Wednesday, August 25, 2010

Reality Television


While watching an episode of project runway's latest season, I started wondering why the formula for these sort of shows is so successful. When I was in Amsterdam I spoke to one of my good friends about success and failure and its role in history and how recently success is measured in economical terms.

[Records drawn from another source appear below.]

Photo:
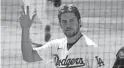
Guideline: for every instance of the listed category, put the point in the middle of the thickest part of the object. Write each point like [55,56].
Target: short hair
[68,8]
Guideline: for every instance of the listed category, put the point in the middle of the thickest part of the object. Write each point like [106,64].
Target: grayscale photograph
[62,34]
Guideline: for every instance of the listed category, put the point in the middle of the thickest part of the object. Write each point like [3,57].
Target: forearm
[27,50]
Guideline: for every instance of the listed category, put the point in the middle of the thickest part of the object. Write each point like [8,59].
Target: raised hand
[24,18]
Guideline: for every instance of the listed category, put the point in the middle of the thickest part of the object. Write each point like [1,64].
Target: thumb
[33,17]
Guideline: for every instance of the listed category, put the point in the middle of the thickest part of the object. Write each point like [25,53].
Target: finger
[28,10]
[21,13]
[23,9]
[33,17]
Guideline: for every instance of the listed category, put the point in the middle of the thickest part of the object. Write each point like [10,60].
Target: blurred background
[102,21]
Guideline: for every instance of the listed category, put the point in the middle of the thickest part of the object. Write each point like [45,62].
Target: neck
[74,38]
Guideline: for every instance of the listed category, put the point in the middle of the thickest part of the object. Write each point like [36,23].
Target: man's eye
[71,20]
[63,22]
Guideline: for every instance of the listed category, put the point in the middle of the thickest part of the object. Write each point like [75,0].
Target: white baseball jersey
[83,54]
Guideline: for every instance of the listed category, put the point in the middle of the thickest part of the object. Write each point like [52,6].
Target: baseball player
[119,63]
[75,50]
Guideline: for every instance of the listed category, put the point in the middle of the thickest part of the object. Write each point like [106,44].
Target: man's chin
[69,35]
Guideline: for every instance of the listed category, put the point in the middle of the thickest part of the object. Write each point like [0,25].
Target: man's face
[69,24]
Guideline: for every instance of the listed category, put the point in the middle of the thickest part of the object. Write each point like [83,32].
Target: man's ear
[80,22]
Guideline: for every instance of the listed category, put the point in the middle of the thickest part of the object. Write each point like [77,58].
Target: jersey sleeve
[46,51]
[103,58]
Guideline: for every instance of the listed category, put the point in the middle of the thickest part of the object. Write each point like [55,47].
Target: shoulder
[120,53]
[56,42]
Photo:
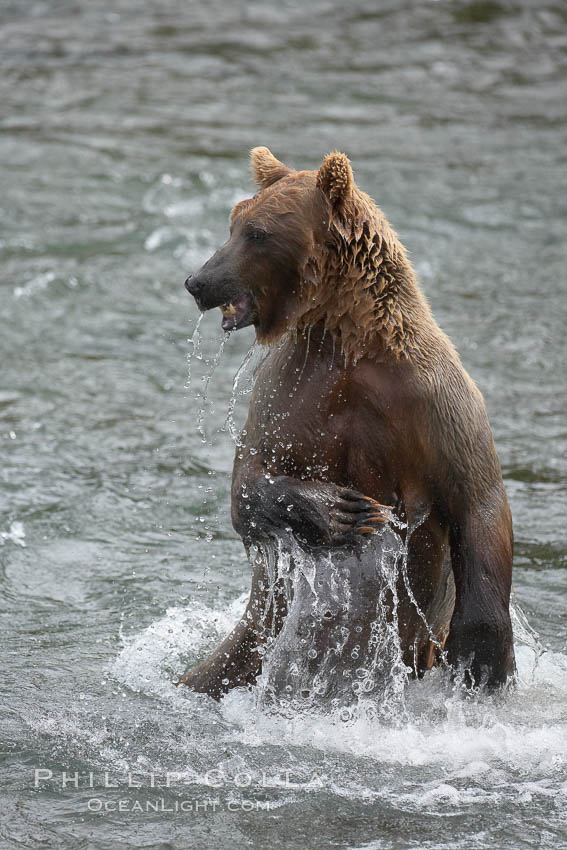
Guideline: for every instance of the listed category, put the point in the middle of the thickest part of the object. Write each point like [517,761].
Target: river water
[124,134]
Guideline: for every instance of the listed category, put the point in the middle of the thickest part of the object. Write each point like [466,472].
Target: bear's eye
[256,234]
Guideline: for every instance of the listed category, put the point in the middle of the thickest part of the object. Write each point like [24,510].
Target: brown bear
[362,417]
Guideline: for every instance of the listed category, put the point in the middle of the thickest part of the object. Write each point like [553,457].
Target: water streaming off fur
[125,128]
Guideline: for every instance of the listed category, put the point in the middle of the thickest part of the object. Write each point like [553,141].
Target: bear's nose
[192,285]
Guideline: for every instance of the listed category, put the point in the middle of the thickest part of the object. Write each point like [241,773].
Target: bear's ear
[266,169]
[335,177]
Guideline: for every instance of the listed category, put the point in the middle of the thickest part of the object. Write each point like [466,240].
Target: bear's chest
[298,418]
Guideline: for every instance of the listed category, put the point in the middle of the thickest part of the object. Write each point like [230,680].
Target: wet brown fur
[385,405]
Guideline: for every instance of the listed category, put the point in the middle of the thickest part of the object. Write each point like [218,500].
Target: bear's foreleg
[480,641]
[317,513]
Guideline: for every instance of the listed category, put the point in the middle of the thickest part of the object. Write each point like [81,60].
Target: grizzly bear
[362,419]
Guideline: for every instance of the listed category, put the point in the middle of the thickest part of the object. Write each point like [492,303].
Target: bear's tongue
[235,314]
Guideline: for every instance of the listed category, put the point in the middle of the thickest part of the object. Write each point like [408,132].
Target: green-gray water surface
[124,130]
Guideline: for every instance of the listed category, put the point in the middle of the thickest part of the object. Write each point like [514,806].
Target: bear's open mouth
[239,313]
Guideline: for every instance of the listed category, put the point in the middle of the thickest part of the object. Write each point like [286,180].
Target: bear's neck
[365,293]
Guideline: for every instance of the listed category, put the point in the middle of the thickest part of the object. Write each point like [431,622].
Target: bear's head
[309,247]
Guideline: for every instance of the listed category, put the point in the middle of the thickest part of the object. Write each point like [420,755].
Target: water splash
[339,648]
[196,352]
[206,381]
[238,392]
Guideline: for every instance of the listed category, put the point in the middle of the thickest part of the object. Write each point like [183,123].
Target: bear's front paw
[352,513]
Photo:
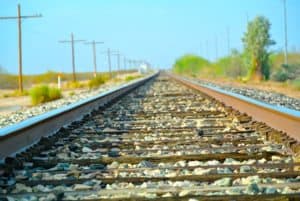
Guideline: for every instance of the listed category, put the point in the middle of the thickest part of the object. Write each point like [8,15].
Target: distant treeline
[10,81]
[234,66]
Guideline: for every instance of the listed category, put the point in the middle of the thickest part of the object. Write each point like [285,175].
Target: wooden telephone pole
[94,43]
[72,41]
[20,17]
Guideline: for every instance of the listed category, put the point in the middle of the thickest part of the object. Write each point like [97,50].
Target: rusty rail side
[18,137]
[275,119]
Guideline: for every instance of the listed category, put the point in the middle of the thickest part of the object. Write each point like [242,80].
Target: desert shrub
[74,85]
[280,75]
[132,77]
[71,93]
[54,93]
[42,94]
[296,84]
[97,81]
[16,93]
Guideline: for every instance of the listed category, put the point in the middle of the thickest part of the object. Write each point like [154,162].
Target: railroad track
[162,141]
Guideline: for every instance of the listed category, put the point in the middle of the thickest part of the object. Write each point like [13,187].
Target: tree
[256,41]
[2,70]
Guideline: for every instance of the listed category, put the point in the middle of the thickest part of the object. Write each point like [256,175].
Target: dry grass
[42,94]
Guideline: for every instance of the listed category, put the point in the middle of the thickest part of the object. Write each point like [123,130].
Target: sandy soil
[12,104]
[267,86]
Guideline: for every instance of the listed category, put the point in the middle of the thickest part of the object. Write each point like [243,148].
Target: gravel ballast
[26,113]
[269,97]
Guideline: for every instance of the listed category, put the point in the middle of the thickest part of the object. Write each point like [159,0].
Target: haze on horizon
[156,31]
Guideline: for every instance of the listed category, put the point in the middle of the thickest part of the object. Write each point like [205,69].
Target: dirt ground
[12,104]
[267,86]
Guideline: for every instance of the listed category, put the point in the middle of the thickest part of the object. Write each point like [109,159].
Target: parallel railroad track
[162,141]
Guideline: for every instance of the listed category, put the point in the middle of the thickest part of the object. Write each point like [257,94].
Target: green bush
[54,93]
[131,77]
[281,75]
[42,94]
[190,64]
[74,85]
[97,81]
[296,84]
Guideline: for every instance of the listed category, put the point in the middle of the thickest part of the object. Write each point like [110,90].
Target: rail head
[32,129]
[280,118]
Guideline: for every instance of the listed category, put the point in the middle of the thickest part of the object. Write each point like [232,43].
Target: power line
[94,43]
[285,33]
[72,41]
[20,17]
[228,39]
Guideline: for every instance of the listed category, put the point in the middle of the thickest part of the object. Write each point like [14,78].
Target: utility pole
[207,52]
[124,60]
[216,46]
[72,41]
[119,57]
[228,40]
[118,60]
[20,17]
[285,34]
[94,43]
[109,62]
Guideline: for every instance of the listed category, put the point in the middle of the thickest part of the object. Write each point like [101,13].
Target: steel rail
[282,119]
[18,137]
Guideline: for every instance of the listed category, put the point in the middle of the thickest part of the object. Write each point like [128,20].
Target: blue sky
[158,31]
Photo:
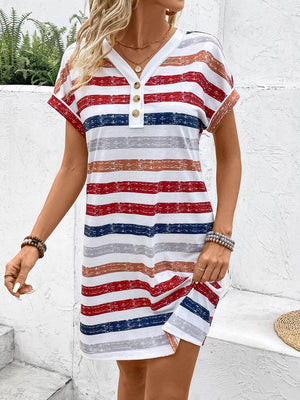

In these shows success and failure is all we are trained to pay attention to. Winning and losing is the most important part of the episode. Who wins the challenge and who goes home. We start rooting for certain people and start disliking other ones, which is after all what we, humans, have loved to do since the beginning of time. The ironic thing of these shows, American Idol, Project Runway, Top Chef, ect, is that the person who wins the entire competition usually disappears from television, our memory, the general public's eye, as quickly as they rose to fame. So while this show is built on success and failure, the result of this success, the general success itself is less important that what got them there in the first place. The process. What we watch is the rise to success, the road to fame, rather than where they end up, or where they want to end up. Our fascination is with the competition, the tension between the contestants and the challenge itself. Do we ever see the winners of Idols as actual 'Idols'? Or the winners of Project Runway as legit fashion designers comparable to Marc Jacobs and Betsey Johnson? The answer, I think, is no. Perhaps the irony of these shows is that it is exactly the public nature of the process that makes us value the end result less. The mystery of how Madonna and Marc Jacobs rose to fame is part of what makes them who they are. Although it is the road to fame we view as entertaining, like watching gladiators in the arena, it might also be the dirty part we would rather not know once our idols have become precisely that. Untouchable.